Space Invaders Extreme 2
The phrase 'Space Invaders' means many things to different people. It's a five hundred million dollar cash cow for Taito, it is a holy legend for old-school gamers, and it's a stellar choice for any adult film producer looking for a punalicious movie title. Possibly moreso if they do what Taito has done and slap 'Extreme' on the end of it.
When Taito released the original Space Invaders Extreme, people lapped it up for the psychedelic bowl of sugar that it was. In my humble opinion it managed to successfully enhance the existing experience without destroying the memory of what it was. Essentially, the formula is pretty much the same here: you control a 'laser base' at the bottom of the screen which shoots enemies that are seeking to invade your space. Interestingly, while these alien interlopers have mastered interstellar travel, they lack the basic motor-skills required to fly directly at their at their targets, y'know, forward.
Pretty extreme backgrounds, too.
Anyway, in the original Extreme, the formation of the aliens varied greatly from level to level. Sometimes there are only a handful of the buggers in a tight formation, sometimes guerilla invaders advance rapidly down the screen separately from the pack, and sometimes you'd have to contend with a ginormous boss invader with smaller 'guard aliens'. This time 'round, the xenomorphs have learned a lot from their previous invasion. They incorporate several new tactics, formations, and even a fleet of faster, stronger ships.

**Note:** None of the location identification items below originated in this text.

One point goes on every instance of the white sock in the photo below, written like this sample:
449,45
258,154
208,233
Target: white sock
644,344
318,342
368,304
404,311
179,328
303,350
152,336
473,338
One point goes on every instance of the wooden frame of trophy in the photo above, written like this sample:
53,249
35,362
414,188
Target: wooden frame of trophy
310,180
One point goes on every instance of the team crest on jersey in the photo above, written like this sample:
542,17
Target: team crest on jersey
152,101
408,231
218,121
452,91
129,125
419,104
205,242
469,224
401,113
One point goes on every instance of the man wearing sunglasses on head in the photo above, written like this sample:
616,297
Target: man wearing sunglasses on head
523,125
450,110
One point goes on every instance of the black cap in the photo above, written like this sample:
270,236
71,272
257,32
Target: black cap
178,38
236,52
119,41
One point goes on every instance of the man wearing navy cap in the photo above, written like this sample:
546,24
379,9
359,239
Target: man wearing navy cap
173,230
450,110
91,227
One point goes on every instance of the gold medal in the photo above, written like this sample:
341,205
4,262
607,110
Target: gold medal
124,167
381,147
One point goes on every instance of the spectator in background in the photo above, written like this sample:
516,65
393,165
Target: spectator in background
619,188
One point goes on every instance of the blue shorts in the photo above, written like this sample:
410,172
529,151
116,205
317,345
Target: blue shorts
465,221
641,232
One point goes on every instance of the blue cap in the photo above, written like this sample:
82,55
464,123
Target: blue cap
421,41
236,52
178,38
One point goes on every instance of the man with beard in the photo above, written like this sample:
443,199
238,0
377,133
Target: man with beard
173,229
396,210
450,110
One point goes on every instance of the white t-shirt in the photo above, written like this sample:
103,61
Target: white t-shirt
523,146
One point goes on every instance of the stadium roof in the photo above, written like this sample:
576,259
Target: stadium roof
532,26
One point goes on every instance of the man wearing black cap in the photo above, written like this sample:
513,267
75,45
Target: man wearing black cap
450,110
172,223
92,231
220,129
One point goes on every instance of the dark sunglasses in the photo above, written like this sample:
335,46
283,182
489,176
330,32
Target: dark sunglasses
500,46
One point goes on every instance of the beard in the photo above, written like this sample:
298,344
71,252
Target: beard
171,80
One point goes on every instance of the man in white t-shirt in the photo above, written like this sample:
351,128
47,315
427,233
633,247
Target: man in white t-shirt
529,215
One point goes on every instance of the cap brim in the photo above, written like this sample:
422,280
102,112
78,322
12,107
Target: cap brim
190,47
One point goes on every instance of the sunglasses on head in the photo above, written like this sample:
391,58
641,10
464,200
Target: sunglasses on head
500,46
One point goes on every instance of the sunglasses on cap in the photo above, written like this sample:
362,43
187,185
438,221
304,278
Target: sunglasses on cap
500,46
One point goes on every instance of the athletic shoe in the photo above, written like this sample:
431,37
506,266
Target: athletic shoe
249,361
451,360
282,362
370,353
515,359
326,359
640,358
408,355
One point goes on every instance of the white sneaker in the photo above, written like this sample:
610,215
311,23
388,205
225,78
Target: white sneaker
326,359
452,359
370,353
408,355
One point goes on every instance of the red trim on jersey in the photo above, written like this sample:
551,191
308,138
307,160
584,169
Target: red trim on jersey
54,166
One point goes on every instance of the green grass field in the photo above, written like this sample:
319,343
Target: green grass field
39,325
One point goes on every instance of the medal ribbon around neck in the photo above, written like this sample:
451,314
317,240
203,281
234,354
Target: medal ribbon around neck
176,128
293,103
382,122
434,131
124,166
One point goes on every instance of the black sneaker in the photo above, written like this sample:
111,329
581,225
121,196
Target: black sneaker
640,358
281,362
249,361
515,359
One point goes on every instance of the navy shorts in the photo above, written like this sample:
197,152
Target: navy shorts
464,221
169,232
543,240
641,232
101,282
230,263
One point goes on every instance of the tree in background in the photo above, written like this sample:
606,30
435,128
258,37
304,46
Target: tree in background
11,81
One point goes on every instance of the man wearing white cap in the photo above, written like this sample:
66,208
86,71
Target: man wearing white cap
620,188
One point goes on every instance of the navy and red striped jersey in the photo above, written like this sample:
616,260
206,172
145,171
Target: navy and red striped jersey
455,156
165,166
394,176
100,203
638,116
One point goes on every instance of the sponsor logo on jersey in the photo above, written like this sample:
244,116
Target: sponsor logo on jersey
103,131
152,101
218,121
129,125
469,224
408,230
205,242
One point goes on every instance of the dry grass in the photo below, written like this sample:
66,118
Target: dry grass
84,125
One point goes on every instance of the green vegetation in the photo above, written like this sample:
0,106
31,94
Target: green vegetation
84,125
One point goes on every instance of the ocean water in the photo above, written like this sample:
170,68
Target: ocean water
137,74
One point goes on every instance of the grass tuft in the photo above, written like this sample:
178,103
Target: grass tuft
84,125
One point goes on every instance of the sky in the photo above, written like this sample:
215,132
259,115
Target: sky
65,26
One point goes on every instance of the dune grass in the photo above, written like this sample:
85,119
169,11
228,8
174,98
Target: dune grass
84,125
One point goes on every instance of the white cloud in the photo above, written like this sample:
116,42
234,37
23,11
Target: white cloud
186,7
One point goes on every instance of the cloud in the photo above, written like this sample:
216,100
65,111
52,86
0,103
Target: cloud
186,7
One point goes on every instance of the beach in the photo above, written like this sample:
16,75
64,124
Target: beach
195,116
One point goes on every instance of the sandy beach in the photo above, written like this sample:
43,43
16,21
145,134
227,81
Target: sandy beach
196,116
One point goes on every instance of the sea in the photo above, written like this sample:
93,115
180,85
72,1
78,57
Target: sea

That's right, folks. Rather than just line-dancing at you, the invaders now use cunningly designed waves of uniquely designed attack crafts that cover each others' weaknesses. Now you'll have to contend with shielded cruisers, rotary turrets, reflectively shielded scouts, invisible stalker ships, teleporting bastards, and my personal non-favourite, the kamikaze drones.
The bonus structure is quite similar to the last title; to aid you in your E.T. genocide, you can shoot a certain number of enemies of the same colour to score a power-up tied to that colour. These include incendiary missiles, multi-shot bullets, streaming laser bursts, or an energy shield. All this weaponry definitely comes in handy in Extreme 2, because this sequel is quite happy throw twice as many enemies at you.
Taste the blue pain, aliens!
Like the original, you may trigger bonus missions mid-level. Unlike the original, though, this game doesn't whisk you away to the stage to engage them, it just dumps the extra baddies at the top of the screen. It is, for ant of a better term, 'double space invasion', and it is utter chaos. Trust me, this game can shift from 'quaint, old-school reminiscing' to 'frenetic fight for survival' very swiftly.
In keeping with the 'extreme' facelift of this franchise, Space Invaders Extreme 2 still features the cool techno soundtrack with instruments keyed into the onscreen action (if you haven't experienced it yet, it is similar to that of Rez or Lumines). You can happily blast away and make beautiful music with the aliens - almost like that scene in Close Counters, except you're communicating via death rays. Personally, I prefer the soundtrack to the prior game rather than this new one. Extreme 2 seems to concern itself more with those retro bleeps, bloops and zap sound effects that, while a bit nostalgic, become irritating.
Gambling and aliens. Best combo ever?
For those among you looking for more, you can sink some time into the Versus and Time Attack modes, and (best of all) if you've got Wi-Fi around, you can strut your stuff online and challenge other gamers, either through random match-ups or friend-code exchanges.
As it stands, Space Invaders Extreme 2 is a well-priced, solid game that usurps the original Extreme in almost every way. Beam up a copy.